Wien (OTS/BMWFJ) - "Viele Opfer von Gewalt wenden sich um Hilfe an
eine Ärztin oder einen Arzt, geben aber die Ursachen für ihre
psychischen und/oder physischen Verletzungen nicht an, da Gewalt in
der Familie bzw. gegen Frauen vielerorts noch ein Tabu-Thema ist.
Daher ist es wichtig, dass alle Mitarbeiterinnen und Mitarbeiter im
medizinischen Versorgungssystem besonders sensibilisiert sind und
mögliche Anzeichen rasch erkennen", betonte Christine Marek,
Staatssekretärin im Bundesministerium für Wirtschaft, Familie und
Jugend, als sie am Mittwoch gemeinsam mit Ärztekammerpräsident Walter
Dorner sowie Maria Rösslhumer, Geschäftsführerin des Vereins
"Autonome Österreichische Frauenhäuser" (AÖF) und Anneliese
Erdemgil-Brandstätter, Expertin im Bereich Schulung und Fortbildung
im Gesundheitswesen, den neuen Leitfaden "Gesundheitliche Versorgung
gewaltbetroffener Frauen" präsentierte.
"Dieser Leitfaden zielt darauf ab, die Kompetenz von Ärztinnen und
Ärzten, Hebammen und Gesundheits- und Krankenpflegekräften, die
wichtige Schnittstellen in der Interventionskette gegen häusliche
Gewalt sind, sowohl in Diagnostik und Therapie zu stärken als auch
die Dokumentation, die Beratung von und die Gesprächsführung mit
weiblichen Gewaltopfern zu verbessern", so Marek weiter. "Der
Leitfaden soll ihnen dabei helfen, Rückendeckung für die ersten
wichtigen Schritte aus dem Gewaltsystem und Unterstützung für die
betroffenen Frauen zu geben."
Dank des Engagements vieler Menschen werde dem Thema "Gewalt gegen
Frauen" in unserer Gesellschaft immer breitere Aufmerksamkeit
gewidmet, was in Österreich zu einer international vorbildhaften
Gewaltschutzgesetzgebung und zahlreichen Hilfsangeboten geführt habe.

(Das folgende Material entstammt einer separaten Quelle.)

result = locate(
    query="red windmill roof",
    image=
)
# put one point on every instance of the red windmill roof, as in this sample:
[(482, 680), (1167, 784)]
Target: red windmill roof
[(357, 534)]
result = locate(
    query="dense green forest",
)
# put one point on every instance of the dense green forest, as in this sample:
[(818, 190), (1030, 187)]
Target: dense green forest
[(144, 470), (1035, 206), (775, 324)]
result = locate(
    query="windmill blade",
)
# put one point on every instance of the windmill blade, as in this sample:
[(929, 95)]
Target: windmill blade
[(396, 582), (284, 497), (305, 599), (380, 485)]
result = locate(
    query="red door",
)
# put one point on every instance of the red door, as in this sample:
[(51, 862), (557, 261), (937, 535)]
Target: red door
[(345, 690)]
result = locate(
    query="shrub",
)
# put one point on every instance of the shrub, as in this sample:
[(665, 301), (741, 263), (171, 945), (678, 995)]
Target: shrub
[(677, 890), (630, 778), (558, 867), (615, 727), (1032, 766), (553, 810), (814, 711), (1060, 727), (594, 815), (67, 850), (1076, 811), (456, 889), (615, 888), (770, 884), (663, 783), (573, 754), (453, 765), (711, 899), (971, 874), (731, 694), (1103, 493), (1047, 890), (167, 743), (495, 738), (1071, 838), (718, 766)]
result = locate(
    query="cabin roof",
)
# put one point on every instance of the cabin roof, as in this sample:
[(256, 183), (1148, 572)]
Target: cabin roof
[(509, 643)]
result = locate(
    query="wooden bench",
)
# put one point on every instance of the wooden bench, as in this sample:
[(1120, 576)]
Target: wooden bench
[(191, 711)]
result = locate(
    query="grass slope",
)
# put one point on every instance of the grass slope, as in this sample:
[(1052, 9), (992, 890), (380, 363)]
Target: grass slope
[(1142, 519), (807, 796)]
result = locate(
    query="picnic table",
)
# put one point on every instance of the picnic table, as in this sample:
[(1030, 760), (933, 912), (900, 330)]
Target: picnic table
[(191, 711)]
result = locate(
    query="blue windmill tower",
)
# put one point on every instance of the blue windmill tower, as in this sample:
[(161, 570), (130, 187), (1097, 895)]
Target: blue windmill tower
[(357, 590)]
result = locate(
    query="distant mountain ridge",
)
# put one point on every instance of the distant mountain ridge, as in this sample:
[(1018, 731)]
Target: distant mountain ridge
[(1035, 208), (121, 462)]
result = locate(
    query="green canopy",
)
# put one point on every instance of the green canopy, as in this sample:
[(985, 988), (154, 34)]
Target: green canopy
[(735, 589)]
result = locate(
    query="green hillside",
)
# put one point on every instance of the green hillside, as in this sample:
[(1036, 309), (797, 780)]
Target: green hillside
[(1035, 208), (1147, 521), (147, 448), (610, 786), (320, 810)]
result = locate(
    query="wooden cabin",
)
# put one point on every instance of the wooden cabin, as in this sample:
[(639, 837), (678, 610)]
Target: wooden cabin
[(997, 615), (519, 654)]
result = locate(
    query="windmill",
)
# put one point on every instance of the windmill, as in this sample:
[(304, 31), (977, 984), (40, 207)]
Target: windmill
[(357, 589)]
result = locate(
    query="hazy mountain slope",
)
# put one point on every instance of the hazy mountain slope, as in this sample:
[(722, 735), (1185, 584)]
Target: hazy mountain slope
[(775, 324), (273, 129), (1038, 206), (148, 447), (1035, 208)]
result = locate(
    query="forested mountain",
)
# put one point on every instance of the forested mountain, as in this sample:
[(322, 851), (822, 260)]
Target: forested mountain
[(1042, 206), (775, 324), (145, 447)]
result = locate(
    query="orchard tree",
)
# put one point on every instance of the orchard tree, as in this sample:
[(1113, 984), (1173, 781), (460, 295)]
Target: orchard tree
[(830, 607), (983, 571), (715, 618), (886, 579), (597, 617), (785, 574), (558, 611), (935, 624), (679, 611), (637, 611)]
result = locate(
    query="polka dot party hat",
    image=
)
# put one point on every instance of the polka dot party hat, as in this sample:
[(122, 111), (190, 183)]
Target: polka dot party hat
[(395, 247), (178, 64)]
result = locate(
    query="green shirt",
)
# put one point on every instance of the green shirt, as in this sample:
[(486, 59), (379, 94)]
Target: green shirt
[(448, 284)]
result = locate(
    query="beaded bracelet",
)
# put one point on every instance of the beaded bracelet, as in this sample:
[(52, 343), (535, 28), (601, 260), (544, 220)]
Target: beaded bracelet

Auch das Familienministerium fördere zahlreiche
Gewaltschutz-Einrichtungen, die von Gewalt betroffene Kinder und
Frauen aber auch Männer - als Opfer und Täter - in ihrer Not
unterstützen. Als Beispiel nannte die Familienstaatssekretärin die
"Plattform gegen die Gewalt in der Familie", bei der auch der Verein
Autonome Österreichische Frauenhäuser und viele andere Einrichtungen
dabei seien.
Besondere Bedeutung des Hausarztes
Auch Ärztekammerpräsident Walter Dorner sieht Ärztinnen und Ärzte
als primäre Ansprechpartner, nicht nur für alle gesundheitsrelevanten
medizinischen Fragen, sondern auch als erste Anlaufstelle für
sozial-familiäre Probleme: "Speziell dem Hausarzt kommt hier eine
besondere Bedeutung zu, ist er es doch, der meist nicht nur die
Patientin bzw. den Patienten sondern auch ihr/sein familiäres Umfeld
kennt." Es sei jedoch viel Fingerspitzengefühl erforderlich, um bei
einem Verdacht auf Gewalt gegen Frauen oder Kinder die richtige
Entscheidung zu treffen, denn: "Erweist sich ein Verdacht als
haltlos, ist das Vertrauensverhältnis zur Patientin und
wahrscheinlich zum gesamten familiären Umfeld nachhaltig gestört.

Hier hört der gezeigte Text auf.